Le note sposano la forma e la materia, accadrà dal 31 marzo al 5 aprile al Museo dell’Ara Pacis, dove verrà esposta per la prima [...]

Le note sposano la forma e la materia, accadrà dal 31 marzo al 5 aprile al Museo dell’Ara Pacis, dove verrà esposta per la prima volta a Roma “Musica in forma”, un’installazione sonora d’arte adattiva creata dal compositore Michelangelo Lupone e dall’artista visiva Licia Galizia. Tre le opere comprese nell’installazione: Trio plastico, In coro e Studio III su Volumi adattivi, si tratta di lavori in grado di interagire musicalmente tra loro e con il pubblico e di adattarsi contemporaneamente alle condizioni ambientali reagendo alla luce, al movimento e ai suoni circostanti. ”Musica in forma” si basa su Planofoni®, una particolare tecnologia sviluppata al Centro Ricerche Musicali – CRM di Roma negli anni Novanta, in grado di sfruttare musicalmente e plasticamente le caratteristiche vibrazionali dei materiali naturali e sintetici (metalli, legno, carta, vetro e derivati di questi). La concezione innovativa delle opere risiede nella completa integrazione della musica alla forma plastica: la partitura musicale si basa, infatti, sui timbri e le altezze generati dalle forme messe in vibrazione o fatte risuonare con appositi dispositivi elettronici.
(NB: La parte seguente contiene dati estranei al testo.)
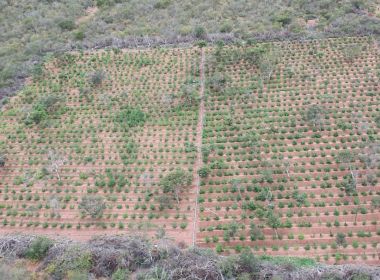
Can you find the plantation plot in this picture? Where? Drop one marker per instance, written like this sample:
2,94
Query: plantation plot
88,141
108,142
291,150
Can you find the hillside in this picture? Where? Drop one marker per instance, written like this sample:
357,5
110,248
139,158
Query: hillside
271,146
133,257
31,29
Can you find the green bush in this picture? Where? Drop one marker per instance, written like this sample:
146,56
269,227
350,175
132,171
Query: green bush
176,182
120,274
67,24
93,205
200,32
12,271
204,171
38,248
130,117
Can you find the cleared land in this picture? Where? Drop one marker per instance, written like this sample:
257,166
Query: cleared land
289,156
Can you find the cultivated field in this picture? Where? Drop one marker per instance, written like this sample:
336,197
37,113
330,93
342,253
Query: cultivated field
280,139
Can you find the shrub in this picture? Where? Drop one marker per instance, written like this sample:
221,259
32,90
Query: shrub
2,160
162,4
315,115
341,239
200,32
96,78
204,171
79,35
12,271
120,274
176,182
38,248
130,117
93,205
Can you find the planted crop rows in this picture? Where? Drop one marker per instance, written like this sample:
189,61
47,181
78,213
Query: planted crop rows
289,154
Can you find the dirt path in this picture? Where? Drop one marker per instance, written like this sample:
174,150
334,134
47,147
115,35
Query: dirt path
199,161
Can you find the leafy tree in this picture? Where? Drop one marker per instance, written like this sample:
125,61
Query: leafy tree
347,158
67,24
38,248
176,182
189,94
2,160
96,78
375,202
341,239
204,171
314,115
93,205
267,63
200,32
130,117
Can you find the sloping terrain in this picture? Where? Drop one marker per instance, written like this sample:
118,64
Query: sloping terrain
289,161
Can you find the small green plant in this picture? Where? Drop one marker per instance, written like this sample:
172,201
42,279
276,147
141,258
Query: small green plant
38,248
93,205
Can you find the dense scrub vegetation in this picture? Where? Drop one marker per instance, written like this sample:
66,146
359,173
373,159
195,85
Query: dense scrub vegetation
30,29
132,257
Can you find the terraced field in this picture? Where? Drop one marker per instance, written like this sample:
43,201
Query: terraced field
281,140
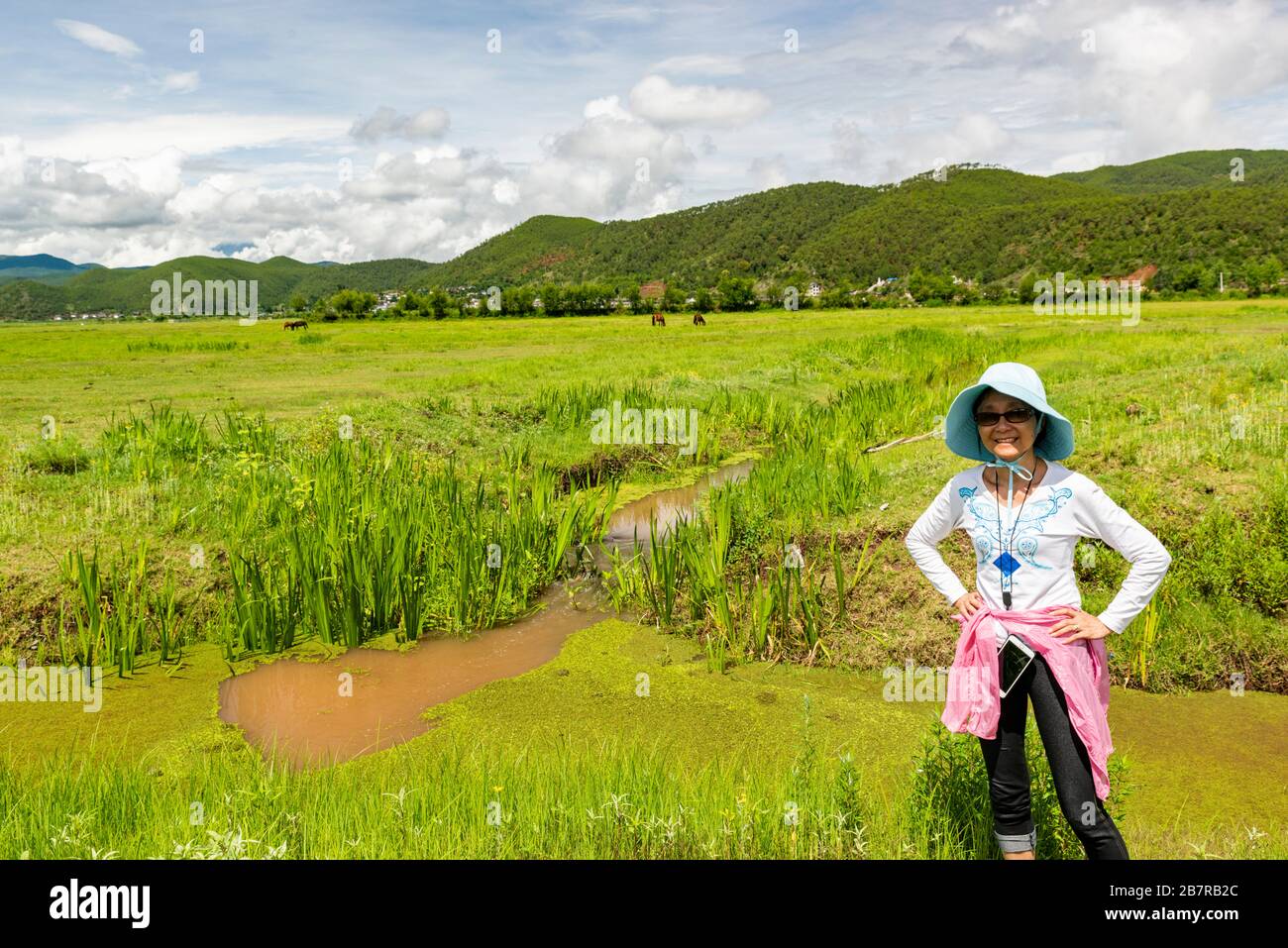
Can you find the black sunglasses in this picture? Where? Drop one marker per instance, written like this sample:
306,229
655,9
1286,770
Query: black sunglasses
1017,416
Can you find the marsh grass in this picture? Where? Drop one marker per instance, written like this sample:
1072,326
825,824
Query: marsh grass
595,798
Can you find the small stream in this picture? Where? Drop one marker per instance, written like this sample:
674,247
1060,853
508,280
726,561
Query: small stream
313,714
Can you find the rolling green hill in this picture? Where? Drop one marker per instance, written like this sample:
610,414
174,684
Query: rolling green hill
1181,213
1210,168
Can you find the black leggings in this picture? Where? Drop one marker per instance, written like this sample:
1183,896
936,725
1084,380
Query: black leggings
1009,776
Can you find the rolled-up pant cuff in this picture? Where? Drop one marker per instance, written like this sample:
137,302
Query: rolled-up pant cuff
1018,843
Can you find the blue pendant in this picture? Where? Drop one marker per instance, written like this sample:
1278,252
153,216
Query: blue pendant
1006,563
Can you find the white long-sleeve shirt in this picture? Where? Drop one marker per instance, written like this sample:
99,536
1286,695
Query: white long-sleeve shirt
1063,507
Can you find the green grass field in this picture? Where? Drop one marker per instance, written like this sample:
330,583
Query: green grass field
490,421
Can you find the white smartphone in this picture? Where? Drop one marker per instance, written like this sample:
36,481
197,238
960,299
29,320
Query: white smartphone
1017,656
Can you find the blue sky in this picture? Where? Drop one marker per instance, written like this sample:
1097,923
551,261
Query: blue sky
365,130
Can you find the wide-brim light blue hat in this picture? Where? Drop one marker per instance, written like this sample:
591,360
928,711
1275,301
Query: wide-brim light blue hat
1055,437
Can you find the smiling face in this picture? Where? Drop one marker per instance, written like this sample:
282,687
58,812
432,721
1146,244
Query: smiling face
1008,441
Il tempo e lo spazio, rispettivamente dominio privilegiato della musica e della forma plastica, convergono fino a coincidere in un’esperienza di fruizione nuova, sia per l’opera musicale sia per quella visiva.   La complessità di questa installazione, la correlazione tra le esigenze espressive e le scelte tecnologiche hanno richiesto un lavoro di ricerca interdisciplinare che ha visto impegnato oltre ai due autori, uno staff formato da tre musicisti, un architetto, un fisico, quattro ingegneri elettronici, diversi tecnici e costituisce un primo risultato artistico di un progetto di ricerca promosso dal MIUR – Alta Formazione Artistica e Musicale, dal Dipartimento di Musica e Nuove Tecnologie del Conservatorio di musica “A. Casella” dell’Aquila, svolto in collaborazione con  l’Università degli Studi dell’Aquila – Centro di Eccellenza Dews, e altri Istituti.